53
Evidence of Intruders
I couldn’t find my tame Norman anywhere and had to skip a lecture to pick up papers I’d left at home. The stress of recent days had made me forgetful, but that was no excuse for him. I knew as soon as I opened the door that something was wrong, even the smell, although I couldn’t identify the odor. And the four books on the coffee table were piled in the wrong order. The top one should have been the one I was reading.
With the hair on my arms prickling in alarm, I hurried to the kitchen and fished the gun from beneath the flatware container in the drawer. At least it was in its place. Holding it in my right hand, I moved silently from room to room, but found no one. What did I have here that I wouldn’t want an intruder to see? I’d brought things from Lyon but found it hard to remember what—ah, the items supposedly stolen from my apartment. I had to put the pistol down, which made me uneasy under the circumstances, in order to pull the boxes from the closet shelf.
The spoons and candlesticks were in the proper box, wrapped in silverware cloths. I couldn’t be sure that they hadn’t been disturbed, but they looked as they had when I arrived and put them away. The jewelry box was still locked and showed no signs of having been pried open. Nonetheless, I checked for the cross and the jewelry set that had belonged to the first Catherine of Avignon, the one who had married a wealthy moneylender of the papal city and moved here from her family home in Lyon.
After putting the boxes back on the shelf, I checked the drawers of my plain wooden dresser. How the aunt who left me this place would have hated the décor, but I found it soothing. It did not remind me of happier times. My medieval prayer book was swaddled carefully in its carved walnut box, much to my relief—until I remembered that it should have been beneath the nunlike underwear, which had replaced the silken lingerie I once wore to please my love. Now the box lay beneath heavy cotton nightgowns. In the wrong place!
Why would a thief enter my apartment and steal nothing? If the intruder were a pervert, ransacking my underwear drawer, why not take a sample with him? I hurried to the laundry container in the bathroom but found everything that I had worn and discarded since coming to Avignon piled within, perhaps not in a particular order, but I could be responsible for that. Not even I fold unwashed laundry and put it away in any order, although Maurice used to laugh about my compulsive neatness.
The desk. My books! I had first editions of early scientific treatises that had belonged to—I ran into the other bedroom, heart pounding, but they too were in their places in the glass-fronted cabinets that protected them. Nor could I find anything amiss in my desk, yet I knew that someone had been here. Could Martin have been nosing through my things? I’d have his head if he’d done anything here but what he was sent to do—fetch papers for me from specified files.

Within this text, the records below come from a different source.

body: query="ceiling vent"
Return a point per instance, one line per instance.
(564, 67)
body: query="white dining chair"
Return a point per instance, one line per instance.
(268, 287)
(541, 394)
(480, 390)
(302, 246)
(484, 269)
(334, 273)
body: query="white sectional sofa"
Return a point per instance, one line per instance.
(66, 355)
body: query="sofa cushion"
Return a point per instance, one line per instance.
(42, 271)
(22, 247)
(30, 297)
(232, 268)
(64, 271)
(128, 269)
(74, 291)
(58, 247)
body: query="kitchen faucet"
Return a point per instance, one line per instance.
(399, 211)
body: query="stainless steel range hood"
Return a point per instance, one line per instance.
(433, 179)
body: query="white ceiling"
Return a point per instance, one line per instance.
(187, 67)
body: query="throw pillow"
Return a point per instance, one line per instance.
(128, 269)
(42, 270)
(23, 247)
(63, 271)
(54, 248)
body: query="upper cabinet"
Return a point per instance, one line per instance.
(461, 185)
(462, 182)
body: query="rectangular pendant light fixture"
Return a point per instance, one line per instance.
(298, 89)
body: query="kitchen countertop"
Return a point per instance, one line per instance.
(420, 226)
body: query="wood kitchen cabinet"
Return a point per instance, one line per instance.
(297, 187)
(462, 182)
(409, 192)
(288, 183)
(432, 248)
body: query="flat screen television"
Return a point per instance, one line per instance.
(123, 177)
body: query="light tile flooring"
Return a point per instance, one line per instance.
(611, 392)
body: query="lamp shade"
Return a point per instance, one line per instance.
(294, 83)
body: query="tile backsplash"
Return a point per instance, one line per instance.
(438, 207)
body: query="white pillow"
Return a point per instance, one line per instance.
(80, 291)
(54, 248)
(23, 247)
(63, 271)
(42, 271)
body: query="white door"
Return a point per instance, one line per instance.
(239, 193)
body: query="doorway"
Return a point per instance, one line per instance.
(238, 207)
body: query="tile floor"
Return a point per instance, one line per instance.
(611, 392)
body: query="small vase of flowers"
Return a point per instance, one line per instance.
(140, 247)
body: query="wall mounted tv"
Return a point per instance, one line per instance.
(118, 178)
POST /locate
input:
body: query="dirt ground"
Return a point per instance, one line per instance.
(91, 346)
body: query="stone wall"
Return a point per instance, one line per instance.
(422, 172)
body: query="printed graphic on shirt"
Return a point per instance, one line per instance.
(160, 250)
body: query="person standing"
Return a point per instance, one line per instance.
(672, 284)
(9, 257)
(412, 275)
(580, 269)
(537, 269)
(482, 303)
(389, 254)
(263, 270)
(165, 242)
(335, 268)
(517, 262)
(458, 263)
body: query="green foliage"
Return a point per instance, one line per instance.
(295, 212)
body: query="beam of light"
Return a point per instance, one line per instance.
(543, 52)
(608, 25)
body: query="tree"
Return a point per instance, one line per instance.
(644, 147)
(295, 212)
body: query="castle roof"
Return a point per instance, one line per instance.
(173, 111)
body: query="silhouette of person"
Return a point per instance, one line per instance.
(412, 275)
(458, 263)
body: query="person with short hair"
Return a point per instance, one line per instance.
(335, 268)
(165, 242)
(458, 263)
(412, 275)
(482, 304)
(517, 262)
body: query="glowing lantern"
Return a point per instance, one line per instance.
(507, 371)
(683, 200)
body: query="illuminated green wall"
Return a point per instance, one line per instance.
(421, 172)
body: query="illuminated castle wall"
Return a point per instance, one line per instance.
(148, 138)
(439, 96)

The intruder had come today. If someone, Martin, for instance, had visited my apartment while I was at the palais, Marie-Solange might have seen him. Our concierge is a nosy woman, always looking out her window. I had had to bring my treasures in by the back stairs to avoid questions. Whipping my cell phone from my handbag, I called her. She had indeed seen strangers entering the compound a bit after nine, two women, a large black dog, and a tall, redheaded man, whom she had seen here before.
I might have been unsure about the women had it not been for the dog and Martin. Had I failed to retrieve my key from him yesterday? The women must have been Carolyn and Albertine, searching for something in my apartment. What did they know? What did they suspect? And what had they found? The prayer book, but if Albertine or Martin found it, it would have meant nothing to them. The inspector in Lyon, however, might have told Carolyn what was reported stolen from my apartment. Or had I told her? I was losing track of my actions—due to the stress of my failures.
“My goodness,” said Marie-Solange. “A police car just pulled into the courtyard. Fools! It’s not for cars. I must go and send them away.”
She hung up, and I rushed to the window, where I saw four men pile out of the car and Marie-Solange, waving her arms and berating them. Mon Dieu. Were they here for me? I had things yet to accomplish. Perhaps I could still kill the woman if she was at her hotel. The man no, he was at the palais. I could not embarrass my colleagues by killing him in front of everyone. And there were things I would need to take with me. No time for everything, even things that might incriminate me if the police came here, but things I’d need. Even as I thought this, I began to collect, in my haste to escape down the back stairs, the things that would suit my purposes.